Au cœur de la vieille médina de Casablanca, un lieu chargé d’histoire et hautement apprécié, la rue Jamaâ Chlouh abrite plusieurs boutiques spécialisées dans la vente et la réparation d’instruments de musique. En se promenant dans ce quartier, les visiteurs sont transportés dans une époque révolue, caractérisée par l’effervescence de la scène musicale. «Cet endroit attire chaque jour artistes et amateurs qui cherchent à obtenir un instrument de musique, eu égard à sa réputation pour la haute qualité des articles exposés», souligne Ahmed, gérant du magasin Al Akhawayn, qui commercialise des instruments de musique et des produits d’accessoire. «Nous proposons à notre clientèle toutes sortes de modèles. Parmi les instruments fortement convoités, figure le oud fabriqué localement», indique le trentenaire, soulignant que le Maroc jouit d’une position de premier plan en ce qui concerne la fabrication de cet instrument. «Le meilleur est celui fabriqué avec du bois de noyer. Son prix peut dépasser les 30.000 dirhams», précise-t-il.
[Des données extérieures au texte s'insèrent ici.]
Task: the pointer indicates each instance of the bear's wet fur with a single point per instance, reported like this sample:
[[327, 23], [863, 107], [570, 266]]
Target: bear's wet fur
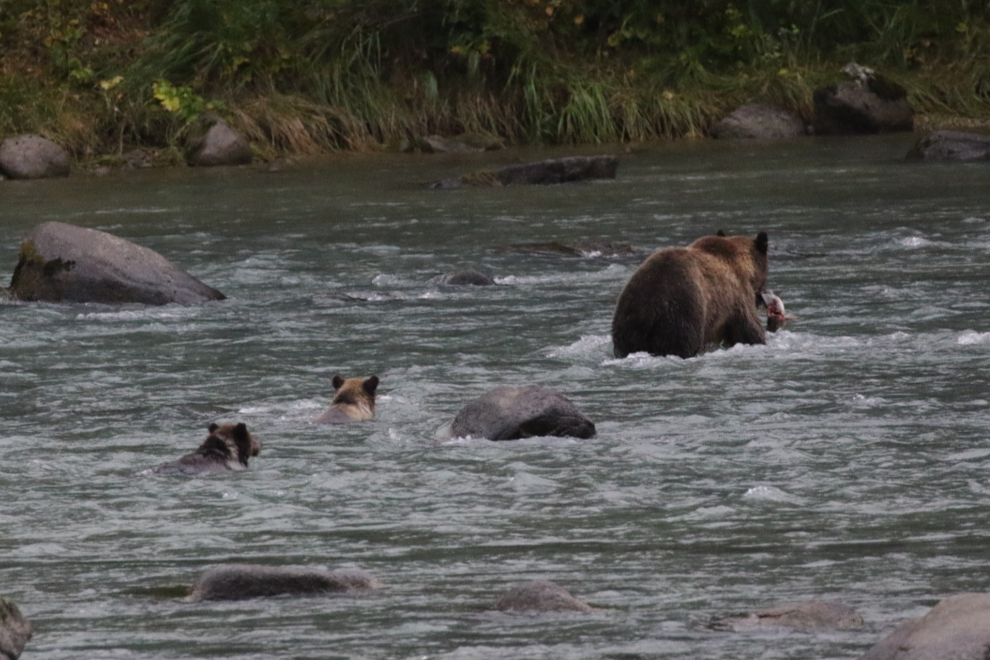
[[354, 401], [227, 447], [683, 299]]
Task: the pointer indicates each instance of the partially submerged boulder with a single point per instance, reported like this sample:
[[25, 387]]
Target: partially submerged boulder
[[212, 142], [586, 249], [65, 263], [243, 581], [957, 628], [540, 596], [951, 146], [468, 277], [15, 631], [757, 121], [511, 413], [809, 615], [559, 170], [32, 157], [869, 103]]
La plupart des instruments sont importés de l’étranger, notamment les violons qui viennent de l’Italie et de l’Allemagne, les guitares de la Chine et de l’Espagne, les guitares électriques de la Corée, la derbouka de l’Égypte, dont le prix oscille entre 250 et 4.000 dirhams. «Les instruments de musique étaient l’apanage des artistes, alors qu’aujourd’hui, même les jeunes s’intéressent à l’acquisition de ces instruments. Les parents jouent aussi un rôle important pour encourager et motiver leurs enfants à jouer de la musique en leur offrant des instruments de musique», explique notre source.

Bien que la musique connaisse un grand essor au Maroc, la vente d’instruments est beaucoup plus développée dans d’autres pays. Par exemple, «la Turquie compte plus de 600 magasins dédiés, tandis qu’au Maroc, on n’en recense que près de 50 qui sont structurés», note-t-il.

Location d’instruments, un business en plein boom
La fabrication d’instruments de musique est un art délicat. «Ce travail de longue haleine demande patience, méticulosité, et beaucoup de passion pour la musique», souligne Lahlou, commerçant et artisan fabricant d’instruments de musique qui compte plus de 30 ans d’expérience dans ce domaine. Dans son atelier, au cœur de l’ancienne médina de Casablanca, il conçoit, fabrique et restaure des instruments en alliant minutie et créativité. «La pratique de cette profession exige une connaissance et une grande maitrise du métier», affirme-t-il, notant que «les travaux de réparation sont très importants. Ils permettent de prolonger la vie d’un instrument». «J’espère que la jeune génération portera un jour le flambeau afin d’assurer la pérennité de ce métier», poursuit-il.

Lahlou fait également la location des instruments, qui reste, selon lui, un moyen moins coûteux que l’achat définitif et séduit un large public. Les prix démarrent à 50 dirhams la journée et la location du matériel de sonorisation est à partir de 200 dirhams. Lahlou souligne que l’activité connait un engouement pendant l’été, une période connue par l’effervescence de l’évènementiel. Pour lancer un projet de location d’instruments de musique à l’ancienne médina de la métropole, Lahlou indique qu’il faut un investissement au moins de 100.000 dirhams. «L’achat du fonds de commerce coûte 70.000 dirhams et le loyer commence à partir de 1.000 dirhams», précise-t-il.